Review: Cold Mountain, by Charles Frazier
Grove, 2017 (reissue). 449 pp. $17
In September 1864, wounded Confederate soldier W. P. Inman leaves the rural Virginia hospital where he’s been convalescing and lights out for home, without furlough papers. It’s a risky move. Irregulars comb the countryside for deserters, and if they catch him, the only question is whether they’ll kill him immediately or bring him to the nearest town for execution. But he hates the war, which he feels never had purpose, aside from protecting wealthy slaveholders’ property, and combat has scarred his psyche so badly, he’s ready to take his chances.
He hopes to meet up with Ada Monroe, a woman back in Cold Mountain, western North Carolina, whom he hasn’t seen since the war began. They’ve exchanged letters, but Inman doesn’t know whether they ever had an “understanding,” or, if they did, whether Ada will care for him now, in his emotionally damaged state.
But Ada has her own troubles—and a journey to make. Her father, a preacher, has just died, leaving her with a farm gone to seed because of wartime labor shortages and no skills or resources to maintain the place. The late Monroe encouraged—nay, required—his daughter to cultivate her mind and sense of gentility, so that she must never lift a finger in anything remotely resembling physical labor.
As a consequence, Ada’s extremely literate, plays the piano (stolidly), and can draw, but she hasn’t a clue about raising crops or animals, or about the natural environment on which her existence would depend if she operated the farm. However, she has only one alternative: returning to Charleston, where she was born, throwing herself on the mercy of relatives she never liked, and settling for a husband who’d probably not appreciate her independent mind.
Cold Mountain bears a slight resemblance to the Odyssey, in that Inman, as Odysseus, must endure myriad misadventures and combats to return to Penelope, whom he dares not presume is waiting for him. His narrative is therefore episodic, full of “no—and furthermore” and derring-do. Like Odysseus, he’s clever and needs to be; unlike him, though, he’s not malign. Not ever. Rather, he assists people in distress as he meets them and never surrenders to temptation. He’s more of a knight-errant than an adventurer, and maybe too good to be true.
Meanwhile, Ada has received a tremendous stroke of luck in the form of Ruby Thewes, who shows up because a friend has said Ada needs help. Ruby has no refinement, book learning, or soft feelings but knows all there is to know about the soil, the barnyard, and how to read the seasons. I like that Ada’s tutelage comes hard and that her journey is both internal and external, unlike Inman’s, who seems fully formed. Rather, Ada must shed her old life, and this minute wouldn’t be too soon. I also like how she reads to Ruby, her turn to pass on what she knows, and how they disagree as to what happiness is, or whether it’s even worth bothering about.
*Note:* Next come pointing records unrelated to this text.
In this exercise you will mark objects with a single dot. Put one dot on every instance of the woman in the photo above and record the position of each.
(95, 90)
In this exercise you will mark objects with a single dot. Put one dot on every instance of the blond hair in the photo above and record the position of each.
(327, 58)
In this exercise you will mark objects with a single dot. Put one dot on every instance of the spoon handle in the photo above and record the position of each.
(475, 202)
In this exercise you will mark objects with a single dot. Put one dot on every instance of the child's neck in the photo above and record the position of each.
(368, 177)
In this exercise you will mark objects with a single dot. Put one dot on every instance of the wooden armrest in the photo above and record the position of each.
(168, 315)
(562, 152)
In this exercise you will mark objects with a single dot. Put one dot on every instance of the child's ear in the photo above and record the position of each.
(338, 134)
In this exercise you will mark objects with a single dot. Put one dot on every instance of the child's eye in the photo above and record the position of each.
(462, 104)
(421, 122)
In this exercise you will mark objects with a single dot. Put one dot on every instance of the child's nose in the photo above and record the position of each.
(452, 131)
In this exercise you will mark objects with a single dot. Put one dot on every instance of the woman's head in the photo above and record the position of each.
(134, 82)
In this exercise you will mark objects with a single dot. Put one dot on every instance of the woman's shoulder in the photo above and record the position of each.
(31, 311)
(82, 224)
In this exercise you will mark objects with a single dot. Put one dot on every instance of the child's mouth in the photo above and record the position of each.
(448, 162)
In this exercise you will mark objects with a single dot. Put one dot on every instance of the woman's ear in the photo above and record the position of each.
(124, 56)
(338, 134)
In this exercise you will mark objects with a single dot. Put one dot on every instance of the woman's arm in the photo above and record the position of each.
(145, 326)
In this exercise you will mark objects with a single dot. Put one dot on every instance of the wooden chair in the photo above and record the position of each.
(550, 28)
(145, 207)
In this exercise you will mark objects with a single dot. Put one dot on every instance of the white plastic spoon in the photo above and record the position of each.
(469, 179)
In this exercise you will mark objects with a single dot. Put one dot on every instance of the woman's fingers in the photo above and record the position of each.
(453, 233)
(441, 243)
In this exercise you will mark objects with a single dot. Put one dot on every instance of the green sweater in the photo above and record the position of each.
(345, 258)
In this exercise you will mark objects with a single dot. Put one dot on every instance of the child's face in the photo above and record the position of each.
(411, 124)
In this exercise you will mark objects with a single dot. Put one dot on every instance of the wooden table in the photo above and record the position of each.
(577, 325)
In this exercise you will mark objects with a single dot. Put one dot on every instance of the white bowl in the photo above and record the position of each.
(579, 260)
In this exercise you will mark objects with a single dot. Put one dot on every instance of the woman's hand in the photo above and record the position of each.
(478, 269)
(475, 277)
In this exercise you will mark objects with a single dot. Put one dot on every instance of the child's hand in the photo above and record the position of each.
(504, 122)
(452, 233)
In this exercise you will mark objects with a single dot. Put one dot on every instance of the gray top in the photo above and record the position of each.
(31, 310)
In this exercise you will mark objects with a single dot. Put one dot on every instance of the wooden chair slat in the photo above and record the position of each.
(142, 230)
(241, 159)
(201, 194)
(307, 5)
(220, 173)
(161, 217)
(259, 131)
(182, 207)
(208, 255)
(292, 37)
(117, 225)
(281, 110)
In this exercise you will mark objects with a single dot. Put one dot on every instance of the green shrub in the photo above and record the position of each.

Her story moves me more than Inman’s, by far. Ada grows as a character, whereas he doesn’t, and whatever changes he’s gone through, you see them hazily in aftermath rather than in transition. During his odyssey, one physical conflict is much like another, and none stand out for me, either in themselves or what he learns from them. Conversely, her narrative feels more cohesive, and she transforms before your eyes—not without a struggle, which adds to her portrayal. Her obstacles, though daunting, seldom feel ridiculously insurmountable, so she seems more human, less larger than life.
Maybe the greatest pleasure of Cold Mountain is the prose, which has been justly celebrated, and which conveys the characters’ physical and emotional realms with vividness and precision:
In his mind, Inman likened the swirling patterns of vulture flight to the coffee grounds seeking pattern in his cup. Anyone could be oracle for the random ways things fall against each other. It was simple enough to tell fortunes if a man dedicated himself to the idea that the future will inevitably be worse than the past and that time is a path leading nowhere but a place of deep and persistent threat.
I admire Frazier’s refusal to sugarcoat human nature, and his depiction of lawless, bloodthirsty, and greedy behavior is both real and appalling. If ever a novel did justice to the brutality Americans visited upon each other during those years, this one does. This is a vision of the Civil War that has rarely, if ever, appeared in fictional form.
Nevertheless, the narrative compromises that vision with a romantic underlay, and Cold Mountain is less satisfying for it. As with Varina, Frazier appears to argue that nobody really wanted secession or believed in the war except for a slim majority who held wealth and power. Somehow, I don’t think that’s how the Civil War lasted that long. But in any case, Frazier’s perspective whitewashes his characters while trivializing the history.
Disclaimer: I obtained my reading copy of this book from the public library.